Loop hike up side of Cumberland Mountain to see enormous wind-carved Sand Cave and then over to White Rocks cliffs for expansive view south into Virginia.

How to get there

From Gate City, VA

  1. Continue on US 23/58/421 to Duffield, VA .
  2. Turn left on US 58/421 in Duffield and continue 11 miles to Stickleyville, VA.
  3. Continue on US 58 west where US 421 turns north and through Jonesville, VA.
  4. Proceed on US 58 about 25 miles to Ewing, VA although the highway is on a new bypass north of town.
  5. Turn right at traffic lights onto VA724.
  6. Proceed about a mile to the Thomas Walker Civic Park.
  7. Park in grass by pit toilets for day hike. (Park back outside gate if returning after dark.)
  8. Trailhead is behind the covered pavilion (which has only a handicapped parking space).

Travel time from Colonial Heights, TN was hour and half.

Route Description

Route is a loop hike formed by taking 3.6-mile Ewing Trail up to Ridge Trail, west over to spur to Sand Cave, then back east to White Rocks overlook. Finally, return along Ridge Trail to 0.5-mile shortcut down on White Rocks Trail to finish with Ewing Trail.

Walk through picnic area past covered pavilion to trail leading into the woods. First section is narrow hiking path until it reaches the wider horse trail. Continue up and up through series of switchbacks. Once up on top, the trail will descend some on other side until Ridge Trail is reached. Take right until you see several horse hitching posts. Across the way is the spur trail to Sand Cave (in Kentucky), which drops down some big steps. Just before the cave the trail breaks into several options. Far left on the steps may require some creek hopping during wet weather, while the right is a narrow ledge to cross. Enjoy lunch at Sand Cave. Backtrack up to Ridge Trail. Take left to follow Ridge Trail (passing sign for White Rocks backcountry camping area) until another set of horse hitching posts. The sign here says only "200 ft" to overlook but it involves a climb up a crevice to reach White Rocks. Return back to trail signs to take left on White Rocks Trail down to Ewing Trail. Continue back down to vehicles.
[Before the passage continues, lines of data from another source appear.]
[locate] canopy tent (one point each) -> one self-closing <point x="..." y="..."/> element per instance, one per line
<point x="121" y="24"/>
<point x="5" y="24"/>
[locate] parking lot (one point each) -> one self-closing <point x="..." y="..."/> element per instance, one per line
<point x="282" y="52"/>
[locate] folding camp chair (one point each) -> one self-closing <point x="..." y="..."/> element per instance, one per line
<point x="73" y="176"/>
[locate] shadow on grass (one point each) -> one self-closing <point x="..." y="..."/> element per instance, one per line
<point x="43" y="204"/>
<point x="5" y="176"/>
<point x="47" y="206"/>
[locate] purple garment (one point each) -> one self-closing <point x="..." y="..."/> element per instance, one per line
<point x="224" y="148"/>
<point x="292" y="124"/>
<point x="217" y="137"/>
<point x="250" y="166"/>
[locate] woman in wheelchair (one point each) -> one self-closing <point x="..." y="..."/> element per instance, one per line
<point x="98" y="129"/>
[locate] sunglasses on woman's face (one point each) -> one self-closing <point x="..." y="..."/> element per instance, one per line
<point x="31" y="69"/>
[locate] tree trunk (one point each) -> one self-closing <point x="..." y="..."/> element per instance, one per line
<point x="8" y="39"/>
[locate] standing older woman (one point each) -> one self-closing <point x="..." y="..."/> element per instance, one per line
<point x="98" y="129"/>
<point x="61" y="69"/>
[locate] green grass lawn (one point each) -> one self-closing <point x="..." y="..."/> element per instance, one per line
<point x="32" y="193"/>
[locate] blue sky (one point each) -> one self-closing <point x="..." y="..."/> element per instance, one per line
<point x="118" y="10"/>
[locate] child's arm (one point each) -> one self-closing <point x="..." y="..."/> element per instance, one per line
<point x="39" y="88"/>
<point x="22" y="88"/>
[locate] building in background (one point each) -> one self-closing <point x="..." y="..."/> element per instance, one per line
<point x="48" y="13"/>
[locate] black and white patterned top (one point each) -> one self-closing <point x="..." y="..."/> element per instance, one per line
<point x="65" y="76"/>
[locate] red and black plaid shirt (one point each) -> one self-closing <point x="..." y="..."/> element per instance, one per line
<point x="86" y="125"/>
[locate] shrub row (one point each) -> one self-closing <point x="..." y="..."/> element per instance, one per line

Mileage Elevation Description
0.0 1684 Trailhead
0.5 1921 Intersection with horse trail/trail register
2.4 2931 Lower end of White Rocks Trail
3.6 3347 Intersection with Ridge Trail
3.7 3209 Spur trail for Sand Cave
3.9 3078 Sand Cave
4.1 3209 Back at Ridge Trail
4.9 3302 Ridge Trail at upper end of White Rocks Trail
5.2 3291 White Rock overlook
5.4 3302 Back at upper end of White Rocks Trail
5.8 2931 Back at Ewing Trail
8.2 1684 Back at trailhead

Typical Conditions

Being a national park, the trails are fairly well maintained. Varies from narrow hard packed hiking-only trail to wide roadway/horse trail. The path is very rocky at times with loose gravel. Another challenge is diverting water off the trail, thus many water bars. After a rain, several water crossings will be encountered which might have few well placed stepping stones in place (or not). Access to White Rocks overlook a steep climb up a crevice.

Although most of the trail route can be used by horses, there were no piles of evidence of recent use; however, hoove prints could be seen in the clay.

Fees, Permits, etc.

Located in Cumberland Gap National Historic Park. No permits or fees required for day hiking. Permit needed from main park visitors center if camping in the backcountry. There is a trail register along the way. Dogs need to be on a leash.

After the Hike

Duffield is closest town on way back with several fast food options.

Misc. Information

Sand Cave has been formed by wind, not water, erosion of the overhanging sandstone. The cave contains football field-size beach of deep sand opening to a lush woodland entrance. It is a great place to have lunch (pack trash out!) in the coolness. The large cavern also echos, thus larger groups can be noisy. If solo, then just the calm dripping of a small waterfall by the entrance will be heard.